Now, they pulled that series out on the strength of some incredible runs.
but there was also some stuff there with Tatum and Brown kind of falling apart.
I want to be clear, though.
The flashes were real.
I'm not sitting here saying the Knicks had a bad season and somehow made the conference finals.
They made it there with their flashes.
When they needed to be great against the pistons, they were great against the pistons.
They were unbelievable against the Celtics at the tail end of those games that they pulled out.
Even in the Pacer series, there were stretches.
I thought for the majority of game one, they look.
like the better team. They had a stretch at the end of game three where they were kind of physically
overwhelming for the Pacers. The flashes were real. They were not fluky. I'm not saying this is a bad
team. It's just that that's the talent showing. They have all these rangey athletes that can
fly around in rotation. Jalen Brunson is still one of the most gifted half court playoff scores
in the league. When they were able to keep opponents in the half court, when they were able to keep opponents in the
half court, when they contained the ball, when they flew around in rotation and didn't make
mistakes, when they rebound and ran off of that stuff, they looked scary good.
That's how they made the Eastern Conference finals, despite all of the frustrations throughout
the season.
But overall, what prevented them from sustaining that was a lack of attention to detail throughout
their daily process.
And it made them mistake prone.
and in many cases it made them play below what they were capable of.
It made them play even when their best players were trying to operate
and they were competitive and engaged.
It made them operate in a setting that was more difficult than it needed to be.
I thought there were three main areas where they struggled to reach their potential.
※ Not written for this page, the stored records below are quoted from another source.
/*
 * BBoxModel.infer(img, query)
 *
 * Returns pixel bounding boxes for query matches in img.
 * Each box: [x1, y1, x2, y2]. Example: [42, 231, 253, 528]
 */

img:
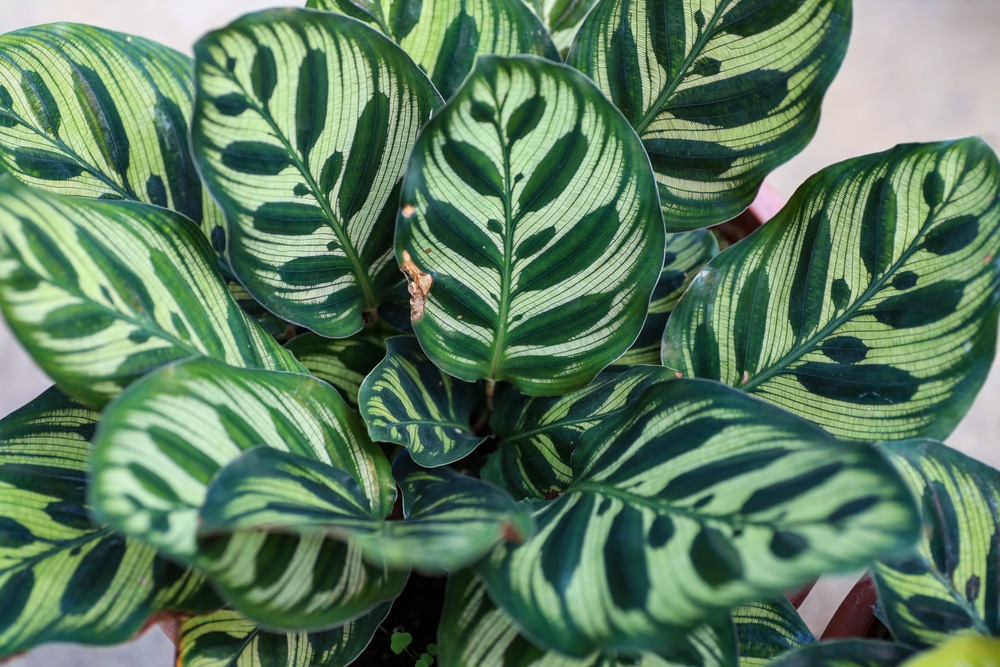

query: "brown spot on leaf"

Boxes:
[399, 250, 434, 322]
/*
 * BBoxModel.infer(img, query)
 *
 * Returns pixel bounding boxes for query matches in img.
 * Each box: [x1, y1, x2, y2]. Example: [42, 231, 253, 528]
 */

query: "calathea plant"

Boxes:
[0, 0, 1000, 667]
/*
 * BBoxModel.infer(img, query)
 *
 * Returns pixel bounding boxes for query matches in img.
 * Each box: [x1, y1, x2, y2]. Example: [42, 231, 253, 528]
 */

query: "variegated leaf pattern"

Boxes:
[529, 0, 597, 53]
[567, 0, 851, 231]
[285, 325, 391, 409]
[85, 359, 398, 630]
[306, 0, 562, 100]
[480, 367, 674, 499]
[360, 336, 487, 468]
[438, 570, 737, 667]
[663, 139, 1000, 440]
[767, 639, 914, 667]
[176, 603, 391, 667]
[0, 388, 219, 657]
[192, 9, 441, 338]
[198, 447, 533, 574]
[0, 178, 304, 407]
[396, 56, 664, 395]
[609, 230, 718, 370]
[0, 23, 221, 234]
[475, 380, 919, 656]
[732, 595, 816, 667]
[872, 440, 1000, 647]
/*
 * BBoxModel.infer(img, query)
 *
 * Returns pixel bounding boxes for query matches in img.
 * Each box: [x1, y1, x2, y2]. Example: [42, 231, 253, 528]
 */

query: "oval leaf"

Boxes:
[0, 178, 302, 407]
[396, 56, 664, 395]
[0, 388, 220, 657]
[663, 139, 1000, 440]
[476, 380, 919, 656]
[567, 0, 851, 231]
[872, 440, 1000, 647]
[360, 336, 486, 468]
[192, 9, 441, 338]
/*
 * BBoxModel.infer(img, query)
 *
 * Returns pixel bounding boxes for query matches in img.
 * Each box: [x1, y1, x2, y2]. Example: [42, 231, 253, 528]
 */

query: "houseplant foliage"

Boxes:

First of all, on the defensive end of the floor,
and this gets more complicated with transition defense,
but I want to hit transition defense in a minute.
But overall, on the defensive end of the floor,
like McHale Bridges came out the gates this year
and just wasn't very good at the point of attack.
Brunson and Kat were pretty much a disaster on defense the entire season.
They failed to sustain any like consistent defensive level
that they needed to reach.
Now, one of the details here that's important to remember
is Tom Tivodeau was playing all these guys massive minutes.
And it was under this like kind of theory that if they played massive minutes,
it would condition them for the playoff environment.
It was even something that became a talking point as people in the press would ask questions about the minute loads.
But the reality is, is that if you're asking a guy to play extremely high minutes relative to the rest of the league throughout an 82 game season,
that player is not going to be able to be as engaged on a possession by possession basis.
So all of a sudden, you start to build habits.
and those habits are hard to kick.
That's why in a must-win game in game six on the road in Indiana,
they had their sloppiest game with the details.
Your habits are what carry you when you hit adversity.
When everything hits the fan and your shot's not falling
and the other team's on a big run and the crowd's going crazy
and all of this stuff is just working against you,
you have one thing you can fall back on.
I'm just going to play hard and I'm habitually focused.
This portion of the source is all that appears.